In an interview published in the Indian Express on Saturday, where this number of 1,057 shareholders was put to him, senior Congress leader and supreme court advocate Kapil Sibal said, “There were 761 shareholders of AJL, including former Union Home and Law Minister Kailash Nath Katju (grandfather of former Supreme Court judge Markandey Katju). We sent a notice to every shareholder and we have all the records.”

This 761 number is no fluke. It was also mentioned by P Chidambaram, also a senior lawyer and Congress leader, in television interviews.

So, if the company reported over 1,000 shareholders regularly and 1057 shareholders just before the EGM approving restructure, and if these leaders say there were only 761 AJL shareholders and notices were sent to them, what happened to the remaining 296? Are these leaders looking at a different list? Where did they get the 761 number from?

As it is, some progeny of original shareholders such as retired judge Markandey Katju have claimed they have not received any notice, while others like Shanti Bhushan said they will get consent of other heirs to initiate legal proceedings.

One option for such shareholders could be to implead themselves in the case filed by BJP leader Subramanian Swamy and strengthen it. It is up to the trial judge to decide whether to allow them to do so. Another option is to explore remedies under company law.

Corporate law experts say general meetings of companies require a quorum of just five members to be considered valid. Further, the responsibility of the company rests in sending the notices, under certificate of posting, to the given addresses of all shareholders.

A senior company secretary said there was even a provision in the Companies Act, 1956, which was in force at the time of AJL’s restructuring, which said that accidental omissions in sending a notice cannot invalidate a meeting.

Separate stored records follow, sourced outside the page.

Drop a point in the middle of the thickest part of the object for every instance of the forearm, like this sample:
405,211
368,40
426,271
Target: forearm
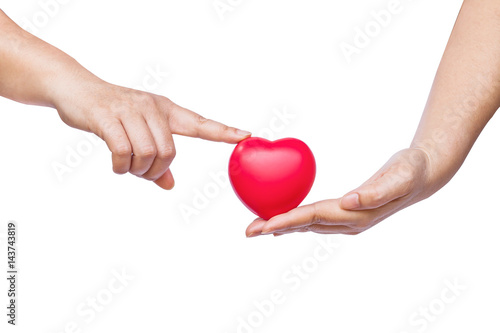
465,93
32,71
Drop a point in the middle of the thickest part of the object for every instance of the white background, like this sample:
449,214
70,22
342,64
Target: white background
201,274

However, the matter has gone beyond company law, he added, pointing out the Delhi High Court judgment which mentioned ‘questionable conduct’ and ‘criminal intent’.

“After having considered the entire case in its proper perspective, this Court finds no hesitation to put it on record that the modus operandi adopted by petitioners in taking control of AJL via Special Purpose Vehicle i.e. Y.I., particularly, when the main persons in Congress Party, AJL and Y.I. are the same, evidences a criminal intent. Whether it is cheating, criminal misappropriation or criminal breach of trust is not required to be spelt out at this nascent stage. In any case, by no stretch of imagination, it can be said that no case for summoning petitioners as accused in the complaint in question is made out. Questionable conduct of petitioners needs to be properly examined at the charge stage to find out the truth and so, these criminal proceedings cannot be thwarted at this initial stage,” the Delhi High Court said in its December 7 judgment.

But while dismissing the petition of Sonia and Rahul Gandhi, the judge added that he was not taking a call on the merits of the case. “Without casting any reflection on the merits of this case and while leaving the larger questions raised in these petitions open, to be considered at the charge-stage, these petitions and the pending applications are dismissed with afore-noted clarification,” he said.

The question of 296 missing shareholders might now join those larger questions, which are fairly open at this stage.